En entradas anteriores ya hemos hecho referencia a materiales y artesanías que nos han hecho famosos o que merecen nuestra admiración por duraderos contra todo pronóstico. En primer lugar mencionamos el cuero, materia de la que se ha servido el ser humano desde los tiempos más antiguos desde el uso de pieles para abrigarnos hasta llegar a tratarlo y elaborar productos manufacturados. Seguidamente hicimos mención a la plata y toda la tradición que no es ajena a muchos hogares cordobeses. Como no hay dos sin tres, el vidrio hizo su aparición y vimos que, a pesar de no parecer un material precioso ni resistente, piezas excepcionales han surcado los siglos y aún tenemos la suerte de admirar.Para esta cuarta entrega, nos vamos a centrar en un material cuyo nombre es sinónimo de lujo, exclusividad o refinamiento: marfil. Una vez más vamos a acudir al diccionario para ponernos en contexto. Su primera acepción es “materia dura, compacta y blanca de la que están formados los dientes de los mamíferos, cubierta por el esmalte en la corona y por el cemento en la raíz.”. Como vemos, no se hace referencia al elefante en esta primera definición, y, de hecho, esto hace que haya objetos que se identifiquen como marfil pero que sean de origen bovino o equino. Deducimos con ello que, junto con las pieles, los huesos de los animales (dientes o no) fueron los elementos que tuvimos más a mano para los primeros utensilios y que acabaron siendo la materia prima para la elaboración de agujas, puntas de flecha, empuñaduras o collares. Y así como no todas las pieles son de la misma calidad, tampoco todos los huesos los son, y finalmente acabarán entrando en escena los colmillos de elefante, lo que a día de hoy identificamos como marfil (del árabe hispánico aẓm alfil, ‘hueso de elefante’), desde siempre considerado producto exótico, caro y de gran calidad.

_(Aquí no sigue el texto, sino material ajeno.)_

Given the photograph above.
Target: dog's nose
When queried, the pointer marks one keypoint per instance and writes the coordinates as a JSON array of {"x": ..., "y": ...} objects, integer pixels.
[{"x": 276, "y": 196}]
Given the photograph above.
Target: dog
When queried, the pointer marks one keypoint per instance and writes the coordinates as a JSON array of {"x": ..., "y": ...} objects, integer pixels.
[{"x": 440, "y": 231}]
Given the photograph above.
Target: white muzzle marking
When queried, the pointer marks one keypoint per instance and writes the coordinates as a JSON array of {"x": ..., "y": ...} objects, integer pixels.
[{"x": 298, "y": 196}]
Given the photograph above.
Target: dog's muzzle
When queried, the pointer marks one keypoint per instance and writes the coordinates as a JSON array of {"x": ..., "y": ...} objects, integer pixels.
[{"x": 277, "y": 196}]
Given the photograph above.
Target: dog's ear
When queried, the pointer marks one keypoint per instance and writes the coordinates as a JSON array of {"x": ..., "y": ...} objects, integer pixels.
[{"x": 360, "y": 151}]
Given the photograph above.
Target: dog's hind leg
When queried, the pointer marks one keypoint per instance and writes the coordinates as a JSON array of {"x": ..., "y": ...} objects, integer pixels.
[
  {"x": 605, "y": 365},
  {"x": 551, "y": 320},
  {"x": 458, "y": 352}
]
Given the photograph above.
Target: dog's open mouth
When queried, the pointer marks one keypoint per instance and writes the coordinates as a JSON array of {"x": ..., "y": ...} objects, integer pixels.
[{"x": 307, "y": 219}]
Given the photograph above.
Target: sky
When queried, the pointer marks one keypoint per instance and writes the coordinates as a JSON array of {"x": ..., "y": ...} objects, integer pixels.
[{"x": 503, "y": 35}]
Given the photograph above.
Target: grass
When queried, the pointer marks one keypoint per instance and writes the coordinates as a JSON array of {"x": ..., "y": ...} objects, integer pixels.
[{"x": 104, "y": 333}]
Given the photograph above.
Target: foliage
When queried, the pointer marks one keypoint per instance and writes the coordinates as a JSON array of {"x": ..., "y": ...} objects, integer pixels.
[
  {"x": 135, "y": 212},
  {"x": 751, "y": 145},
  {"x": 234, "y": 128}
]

Teniendo en cuenta sus características, si comparamos el marfil con los materiales anteriormente tratados, vemos que no es reciclable como el vidrio o la plata, de los que podemos producir nuevos objetos a partir de su fundición, y aunque delicado, nunca lo será como el vidrio y en cualquier caso, siempre será más resistente durante siglos que una pieza de cuero. No es que este hecho haga del marfil el material definitivo superior a los demás pero sí que hace que sin demasiados cuidados, podamos observar a día de hoy una pieza con los mismos detalles y el mismo estado de conservación con los que lo disfrutó su propietario hace siglos. Y en Córdoba, como no podía ser de otra manera, aún existen algunas piezas emblemáticas.
Si hay una pieza representativa de la eboraria en Córdoba, sobre todo para nuestros lectores más fieles, es el célebre Crucificado de autor anónimo que podemos observar en el Tesoro de la Catedral y del que ya habló Saray el pasado mes de junio, aunque no por ello pierda importancia o deje de fascinar el realismo de su talla. De dicha imagen, me quedo con mi detalle favorito: la delicada cuerda de la que se aprecia el entramado y gracias a la que se mantiene el delicado paño de pureza como si acaso pudiera deslizarse en cualquier momento. Vayamos sin embargo por un momento al Museo Arqueológico y entre capiteles, esculturas y demás utensilios, asomémonos a una pequeña vitrina donde veremos un fragmento de peine decorado con un jinete y hallado en Montoro, en el llamado Llanete de los Moros, y que data del Bronce Final (1000 y 600 años a.C.).
Sin embargo, si hacemos referencia a refinamiento, lujo y elegancia, no podemos olvidarnos de la corte exquisita y distinguida que poblaba las estancias de la resplandeciente Medina Azahara y que agasajaban a sus invitados con regalos nunca vistos antes, como cuando Abderrahman III, según la crónica de Ibn Hayyan, regaló vestidos a Muhammad b. Jazar personalizándolos mandando bordar en ellos el nombre de su invitado. Y entre armas, tejidos suntuarios de origen local o importado, piedras preciosas, oro y plata, vasijas y estandartes, también había hueco para agua de rosas, perfúmenes, incienso y sándalo cuyos contenedores eran también preciosas y delicadas cajas de marfil que por sí mismas ya eran un preciado obsequio. De esas cajitas, píxides o arquetas de aquella majestuosa época y fruto de los talleres califales, sepan ustedes, que está el mundo lleno, y que son embajadoras de nuestra tierra y de nuestra historia desde Valencia hasta el Monasterio de Leyre pasando por el Louvre y el Victoria and Albert Museum de Londres.